Стоит сравнить дневниковую запись Вс. Вишневского, возмущенного непочтительностью Д. Святополк-Мирского: «Князь охамел, и надо поставить его на место», — и то, как в письмах к П. С. Попову Булгаков характеризует того же Вс. Вишневского, своего не столько литературного, сколько идеологического оппонента, печатно связавшего участников недавно прошедшего «рамзинского дела» с героями «Дней Турбиных», другими словами — прибегнувшего к политическому доносу: «флибустьер». Даже здесь — метафора и литературный образ, а не плоская грубость оскорбленного.

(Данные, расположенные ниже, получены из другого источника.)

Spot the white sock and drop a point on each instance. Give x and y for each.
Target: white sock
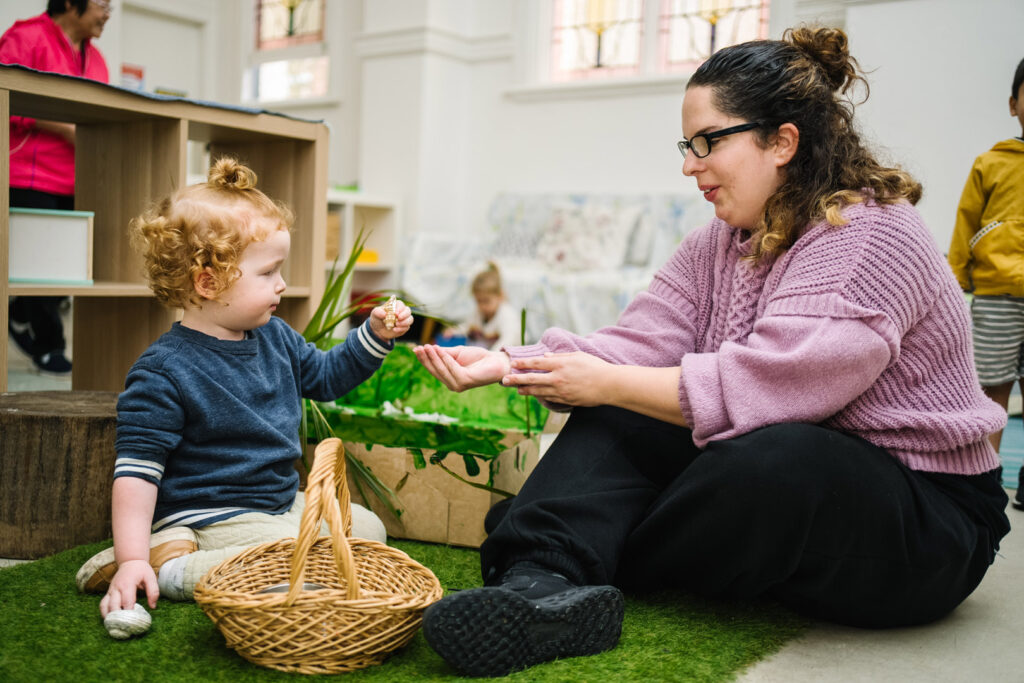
(171, 579)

То же, что в жизнеповедении Булгакова позже стало подчеркиваться им (и, как кажется, не без умысла) как «частность», домашность, отдельность, — теперь представляется более верным читать как жест отторжения насильственной идеологизации любого и каждого высказывания, поступка, настроения. Булгаков отказывается от единения с организованными в «коллективное хозяйство» членами СП, подчеркивая, утверждая свою органическую соприродность литературе ушедшего века. Старинная писательская ермолка в противовес «клетчатым штанам» и «берету с хвостиком», погреб с Клико, зажженные свечи — все это признаки манифестации, созидания своего собственного, индивидуального времени.